Search code examples
nextflow

nextflow: process all pair of files from distinct directories


I've this structure:

|-- combine.nf
|-- first
|   |-- a.txt
|   |-- b.txt
|   `-- c.txt
|-- second
|   |-- A.txt
|   `-- B.txt

And combine.nf is

#!/usr/bin/env nextflow
process sayHello {
  input:
  path first
  path second

  output:
    stdout

  script:
    """
    echo 'Hello couple (${first}, ${second})' 
    """
}

workflow {
    def files_first = Channel.fromPath("first/*.txt")
    def files_second = Channel.fromPath("second/*.txt")
    sayHello(files_first, files_second) | view { it }
  }

The sayHello process is only called for two pairs (the size of the smallest directory in fact):

Hello couple (a.txt, A.txt)
Hello couple (b.txt, B.txt)

How to process all possible pairs? Thanks in advance

PS: this question is generic, in my case one of the directory contains only one file.


Solution

  • A process that consumes elements from two independent 'queue' channels will grab one value from each for each execution. The last pair executed is determined by the shorter channel. So this is exactly what you are getting.

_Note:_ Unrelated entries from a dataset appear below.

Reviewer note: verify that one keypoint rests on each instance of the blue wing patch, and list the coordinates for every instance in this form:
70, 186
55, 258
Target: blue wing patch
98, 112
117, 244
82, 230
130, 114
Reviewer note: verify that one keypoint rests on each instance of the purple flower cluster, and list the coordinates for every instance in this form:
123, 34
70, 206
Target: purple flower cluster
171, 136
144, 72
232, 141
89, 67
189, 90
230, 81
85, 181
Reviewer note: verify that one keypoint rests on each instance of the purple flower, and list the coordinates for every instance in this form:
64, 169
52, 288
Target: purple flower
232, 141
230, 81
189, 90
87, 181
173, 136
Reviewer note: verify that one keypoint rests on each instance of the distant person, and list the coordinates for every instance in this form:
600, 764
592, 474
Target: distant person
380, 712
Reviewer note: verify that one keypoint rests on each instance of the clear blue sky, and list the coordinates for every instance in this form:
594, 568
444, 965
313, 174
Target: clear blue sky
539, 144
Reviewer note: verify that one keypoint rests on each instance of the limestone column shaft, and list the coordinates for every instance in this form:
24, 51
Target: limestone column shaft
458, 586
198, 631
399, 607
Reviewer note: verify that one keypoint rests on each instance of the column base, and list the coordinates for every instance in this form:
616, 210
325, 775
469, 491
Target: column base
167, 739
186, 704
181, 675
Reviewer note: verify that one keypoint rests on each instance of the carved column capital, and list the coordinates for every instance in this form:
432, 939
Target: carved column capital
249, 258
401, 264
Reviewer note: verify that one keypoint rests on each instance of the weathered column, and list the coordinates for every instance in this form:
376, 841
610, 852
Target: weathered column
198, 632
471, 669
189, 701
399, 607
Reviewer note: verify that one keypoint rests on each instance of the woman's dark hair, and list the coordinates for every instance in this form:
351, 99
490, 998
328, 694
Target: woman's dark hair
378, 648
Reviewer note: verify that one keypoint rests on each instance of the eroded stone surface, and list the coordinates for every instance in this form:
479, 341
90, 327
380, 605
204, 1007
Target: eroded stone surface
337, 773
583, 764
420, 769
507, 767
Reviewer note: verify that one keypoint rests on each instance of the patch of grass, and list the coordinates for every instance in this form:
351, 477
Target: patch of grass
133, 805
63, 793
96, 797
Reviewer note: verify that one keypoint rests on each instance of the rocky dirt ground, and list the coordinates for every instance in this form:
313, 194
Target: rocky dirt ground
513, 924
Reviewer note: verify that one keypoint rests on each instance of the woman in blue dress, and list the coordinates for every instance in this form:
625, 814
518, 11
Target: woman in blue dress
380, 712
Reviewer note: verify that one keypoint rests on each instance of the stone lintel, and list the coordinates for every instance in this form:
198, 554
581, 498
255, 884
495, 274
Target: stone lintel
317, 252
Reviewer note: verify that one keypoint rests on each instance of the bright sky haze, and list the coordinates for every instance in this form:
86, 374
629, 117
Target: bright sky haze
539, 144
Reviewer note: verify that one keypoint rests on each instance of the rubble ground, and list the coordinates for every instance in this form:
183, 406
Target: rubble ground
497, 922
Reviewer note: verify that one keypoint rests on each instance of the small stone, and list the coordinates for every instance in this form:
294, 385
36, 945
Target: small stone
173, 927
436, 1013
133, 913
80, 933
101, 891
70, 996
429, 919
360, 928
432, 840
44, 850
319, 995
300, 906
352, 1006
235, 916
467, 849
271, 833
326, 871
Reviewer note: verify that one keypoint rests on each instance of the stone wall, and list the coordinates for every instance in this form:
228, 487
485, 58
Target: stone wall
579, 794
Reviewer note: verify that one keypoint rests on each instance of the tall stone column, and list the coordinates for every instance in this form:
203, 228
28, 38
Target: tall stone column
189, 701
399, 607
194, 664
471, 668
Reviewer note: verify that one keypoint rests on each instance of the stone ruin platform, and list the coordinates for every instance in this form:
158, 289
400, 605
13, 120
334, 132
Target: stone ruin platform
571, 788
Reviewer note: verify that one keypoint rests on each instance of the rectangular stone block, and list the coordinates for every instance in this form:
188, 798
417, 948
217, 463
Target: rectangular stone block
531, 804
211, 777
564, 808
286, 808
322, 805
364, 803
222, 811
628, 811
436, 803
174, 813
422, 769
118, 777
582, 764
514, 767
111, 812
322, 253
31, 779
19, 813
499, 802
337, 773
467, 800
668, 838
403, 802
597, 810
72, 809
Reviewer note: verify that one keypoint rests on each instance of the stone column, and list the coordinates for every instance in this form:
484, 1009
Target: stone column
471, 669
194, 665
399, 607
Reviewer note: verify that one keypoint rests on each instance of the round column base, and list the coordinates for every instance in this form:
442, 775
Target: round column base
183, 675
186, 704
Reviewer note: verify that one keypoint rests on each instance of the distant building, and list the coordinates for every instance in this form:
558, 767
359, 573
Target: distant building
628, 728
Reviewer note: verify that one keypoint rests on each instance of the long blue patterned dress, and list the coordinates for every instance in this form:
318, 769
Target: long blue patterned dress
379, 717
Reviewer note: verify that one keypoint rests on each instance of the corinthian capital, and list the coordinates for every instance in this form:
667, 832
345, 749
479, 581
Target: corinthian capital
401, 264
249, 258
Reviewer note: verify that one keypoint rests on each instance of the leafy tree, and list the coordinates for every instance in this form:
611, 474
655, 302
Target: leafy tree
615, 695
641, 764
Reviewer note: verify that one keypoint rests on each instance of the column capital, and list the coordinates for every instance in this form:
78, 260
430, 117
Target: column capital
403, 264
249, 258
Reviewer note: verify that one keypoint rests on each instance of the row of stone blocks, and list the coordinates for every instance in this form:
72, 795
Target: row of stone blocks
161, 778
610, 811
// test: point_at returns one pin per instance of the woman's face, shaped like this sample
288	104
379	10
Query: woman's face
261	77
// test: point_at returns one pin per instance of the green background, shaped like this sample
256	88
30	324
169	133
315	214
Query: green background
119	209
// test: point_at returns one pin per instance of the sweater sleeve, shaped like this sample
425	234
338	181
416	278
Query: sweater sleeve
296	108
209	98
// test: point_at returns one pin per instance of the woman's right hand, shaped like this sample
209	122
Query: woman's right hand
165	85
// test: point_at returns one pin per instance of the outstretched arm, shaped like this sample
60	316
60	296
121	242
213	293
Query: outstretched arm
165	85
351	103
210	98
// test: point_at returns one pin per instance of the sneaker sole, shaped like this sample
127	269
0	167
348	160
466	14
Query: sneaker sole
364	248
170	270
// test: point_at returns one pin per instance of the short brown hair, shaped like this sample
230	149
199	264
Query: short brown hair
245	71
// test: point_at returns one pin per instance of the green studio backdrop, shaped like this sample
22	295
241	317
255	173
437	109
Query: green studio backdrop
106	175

    What you need to do is to combine the both channels into a single one that will contains all pairs:

    workflow {
        def files_first = Channel.fromPath("first/*.txt")
        def files_second = Channel.fromPath("second/*.txt")
        all_pairs = files_first.combine(files_second)
        sayHello(all_pairs) | view { it }
    }

    Then you need to modify the process to only take to combined channel as input

    process sayHello {
      input:
        tuple path(first), path(second)
      
      ...
    }